Australian choral ensembles for young people

Gondwana Choirs is an Australian national choral organisation. It was founded in 1989 as Sydney Children’s Choir by Lyn Williams AM, who is its artistic director. The choirs' rehearsal studios are located at the Walsh Bay Arts Precinct in Dawes Point.

Gondwana Choirs includes several ensembles:

- The Sydney Children's Choir: The choir often commission and performed works by Australian composers, and has performed regularly with the Sydney Symphony Orchestra over its history. The choir has performed at events such as the Opening Ceremony of the Sydney Olympic Games. Its other performing ensembles include the SCC Young Men's Choir, for tenors and basses with changing and changed voices, and the SCC Junior Performing Choir. The choir's membership includes approximately 500 young people across training and performing ensembles.

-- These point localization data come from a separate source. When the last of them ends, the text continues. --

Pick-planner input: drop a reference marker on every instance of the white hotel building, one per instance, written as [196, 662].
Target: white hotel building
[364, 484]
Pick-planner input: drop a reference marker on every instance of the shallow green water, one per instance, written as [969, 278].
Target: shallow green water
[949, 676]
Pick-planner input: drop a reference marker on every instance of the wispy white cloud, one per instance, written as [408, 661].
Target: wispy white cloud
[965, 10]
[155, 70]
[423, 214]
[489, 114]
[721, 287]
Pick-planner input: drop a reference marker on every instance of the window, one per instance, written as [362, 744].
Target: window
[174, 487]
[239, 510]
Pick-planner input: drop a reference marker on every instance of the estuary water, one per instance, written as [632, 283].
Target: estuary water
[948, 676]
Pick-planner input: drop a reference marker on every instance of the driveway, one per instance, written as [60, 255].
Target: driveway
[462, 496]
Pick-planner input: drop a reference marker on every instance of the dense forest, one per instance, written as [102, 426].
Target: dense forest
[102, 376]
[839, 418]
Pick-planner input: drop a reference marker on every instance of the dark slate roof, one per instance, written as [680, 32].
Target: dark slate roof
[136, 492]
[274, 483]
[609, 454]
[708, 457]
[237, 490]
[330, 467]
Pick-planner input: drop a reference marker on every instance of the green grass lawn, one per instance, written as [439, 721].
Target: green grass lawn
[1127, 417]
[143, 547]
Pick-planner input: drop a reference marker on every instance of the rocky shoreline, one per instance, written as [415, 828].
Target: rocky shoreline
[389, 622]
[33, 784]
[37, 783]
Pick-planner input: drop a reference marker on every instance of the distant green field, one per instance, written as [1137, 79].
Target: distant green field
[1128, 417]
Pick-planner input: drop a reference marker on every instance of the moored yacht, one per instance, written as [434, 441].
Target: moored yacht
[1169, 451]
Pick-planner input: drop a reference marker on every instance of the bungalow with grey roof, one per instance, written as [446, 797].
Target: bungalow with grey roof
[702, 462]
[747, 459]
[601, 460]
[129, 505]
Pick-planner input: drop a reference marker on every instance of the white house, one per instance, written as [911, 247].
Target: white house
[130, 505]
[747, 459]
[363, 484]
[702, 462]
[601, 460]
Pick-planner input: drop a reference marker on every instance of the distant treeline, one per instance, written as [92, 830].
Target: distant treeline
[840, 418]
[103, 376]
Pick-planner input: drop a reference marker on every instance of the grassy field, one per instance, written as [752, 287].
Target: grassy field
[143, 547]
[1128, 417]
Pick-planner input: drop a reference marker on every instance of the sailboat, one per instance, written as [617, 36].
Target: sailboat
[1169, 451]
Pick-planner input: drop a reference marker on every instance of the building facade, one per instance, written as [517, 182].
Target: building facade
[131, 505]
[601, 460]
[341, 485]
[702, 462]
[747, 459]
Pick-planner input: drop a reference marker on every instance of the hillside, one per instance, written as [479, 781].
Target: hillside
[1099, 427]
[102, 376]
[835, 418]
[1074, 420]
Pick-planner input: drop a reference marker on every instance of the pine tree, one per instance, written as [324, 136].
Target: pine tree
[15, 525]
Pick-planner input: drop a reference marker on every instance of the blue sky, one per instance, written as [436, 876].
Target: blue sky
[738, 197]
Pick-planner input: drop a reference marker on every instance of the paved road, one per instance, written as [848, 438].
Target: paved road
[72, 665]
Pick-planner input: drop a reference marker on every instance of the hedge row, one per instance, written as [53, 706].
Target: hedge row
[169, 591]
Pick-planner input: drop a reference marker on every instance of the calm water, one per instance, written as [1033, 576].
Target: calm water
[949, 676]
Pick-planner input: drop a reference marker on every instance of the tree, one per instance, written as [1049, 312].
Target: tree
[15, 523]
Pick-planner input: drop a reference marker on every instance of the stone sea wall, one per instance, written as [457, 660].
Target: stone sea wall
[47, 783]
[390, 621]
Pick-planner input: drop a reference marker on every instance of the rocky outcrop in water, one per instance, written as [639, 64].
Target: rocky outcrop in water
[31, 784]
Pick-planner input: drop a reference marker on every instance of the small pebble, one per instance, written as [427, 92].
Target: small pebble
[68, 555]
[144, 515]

- The Cairns-based Gondwana Indigenous Children's Choir caters for First Nations young people aged 8–16. The choir often perform in First Nations languages and have recorded film projects on country. The choir has performed with Archie Roach, Uncle Seaman Dan, Jessica Mauboy and the Australian Chamber Orchestra and at events such as the NAIDOC Gala Ball and G20 Finance Ministers' Summit.

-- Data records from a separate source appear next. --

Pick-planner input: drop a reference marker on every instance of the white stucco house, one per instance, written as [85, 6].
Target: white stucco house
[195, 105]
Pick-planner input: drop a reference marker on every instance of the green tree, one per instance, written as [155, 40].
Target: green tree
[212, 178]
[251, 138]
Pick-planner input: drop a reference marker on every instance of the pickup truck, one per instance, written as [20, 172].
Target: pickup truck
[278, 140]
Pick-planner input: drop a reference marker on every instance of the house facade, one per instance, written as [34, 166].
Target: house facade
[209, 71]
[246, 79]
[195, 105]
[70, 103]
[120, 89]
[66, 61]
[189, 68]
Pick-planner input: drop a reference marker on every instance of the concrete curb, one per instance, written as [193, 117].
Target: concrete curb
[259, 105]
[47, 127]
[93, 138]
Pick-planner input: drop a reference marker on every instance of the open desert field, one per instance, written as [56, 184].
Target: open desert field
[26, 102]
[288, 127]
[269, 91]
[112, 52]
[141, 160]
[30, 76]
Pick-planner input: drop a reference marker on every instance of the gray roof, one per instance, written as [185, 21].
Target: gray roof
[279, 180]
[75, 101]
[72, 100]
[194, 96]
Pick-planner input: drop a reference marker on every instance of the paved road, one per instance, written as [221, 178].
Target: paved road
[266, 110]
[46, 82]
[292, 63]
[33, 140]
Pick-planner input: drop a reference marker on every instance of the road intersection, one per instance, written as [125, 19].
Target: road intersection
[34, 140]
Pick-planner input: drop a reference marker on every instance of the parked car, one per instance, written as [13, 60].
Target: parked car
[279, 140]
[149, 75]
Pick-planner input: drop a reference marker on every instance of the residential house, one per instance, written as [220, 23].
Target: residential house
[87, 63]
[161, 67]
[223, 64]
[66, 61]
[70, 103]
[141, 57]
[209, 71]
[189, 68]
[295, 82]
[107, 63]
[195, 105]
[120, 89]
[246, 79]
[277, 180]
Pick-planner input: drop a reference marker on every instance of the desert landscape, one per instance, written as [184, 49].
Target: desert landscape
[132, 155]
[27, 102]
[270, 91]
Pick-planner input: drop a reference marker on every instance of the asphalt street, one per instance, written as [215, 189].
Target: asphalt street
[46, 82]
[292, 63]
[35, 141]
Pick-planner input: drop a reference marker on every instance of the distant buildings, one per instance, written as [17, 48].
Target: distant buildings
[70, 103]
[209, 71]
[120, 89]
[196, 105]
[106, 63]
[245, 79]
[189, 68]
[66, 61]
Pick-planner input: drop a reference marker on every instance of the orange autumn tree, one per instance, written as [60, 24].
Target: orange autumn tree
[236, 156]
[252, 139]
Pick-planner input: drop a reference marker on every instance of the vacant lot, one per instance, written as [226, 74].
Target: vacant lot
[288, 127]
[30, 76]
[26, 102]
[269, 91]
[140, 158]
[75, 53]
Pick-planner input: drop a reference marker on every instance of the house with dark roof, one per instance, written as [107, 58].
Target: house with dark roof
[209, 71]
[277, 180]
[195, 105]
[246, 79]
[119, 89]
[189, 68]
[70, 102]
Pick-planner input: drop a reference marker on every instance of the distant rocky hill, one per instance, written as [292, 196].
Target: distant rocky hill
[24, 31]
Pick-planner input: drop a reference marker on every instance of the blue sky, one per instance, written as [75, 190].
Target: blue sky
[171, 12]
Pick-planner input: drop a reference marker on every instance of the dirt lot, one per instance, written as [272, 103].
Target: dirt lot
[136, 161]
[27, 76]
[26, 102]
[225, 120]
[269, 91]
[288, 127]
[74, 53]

- Marliya, whose singers includes current and former members of the Gondwana Indigenous Children's Choir was formed for a collaboration with members of The Cat Empire, Felix Riebel and Ollie McGill, with a series of festival shows and albums as the ensemble Spinifex Gum.
- Gondwana National Choirs audition nation-wide and meet for an annual season of intensive rehearsals and performances at Gondwana National Choral School in Sydney. Two of their choirs, Gondwana Voices and Gondwana Chorale, also regularly tour. In 2023, Gondwana Voices is Ensemble in Residence with the Melbourne Symphony Orchestra.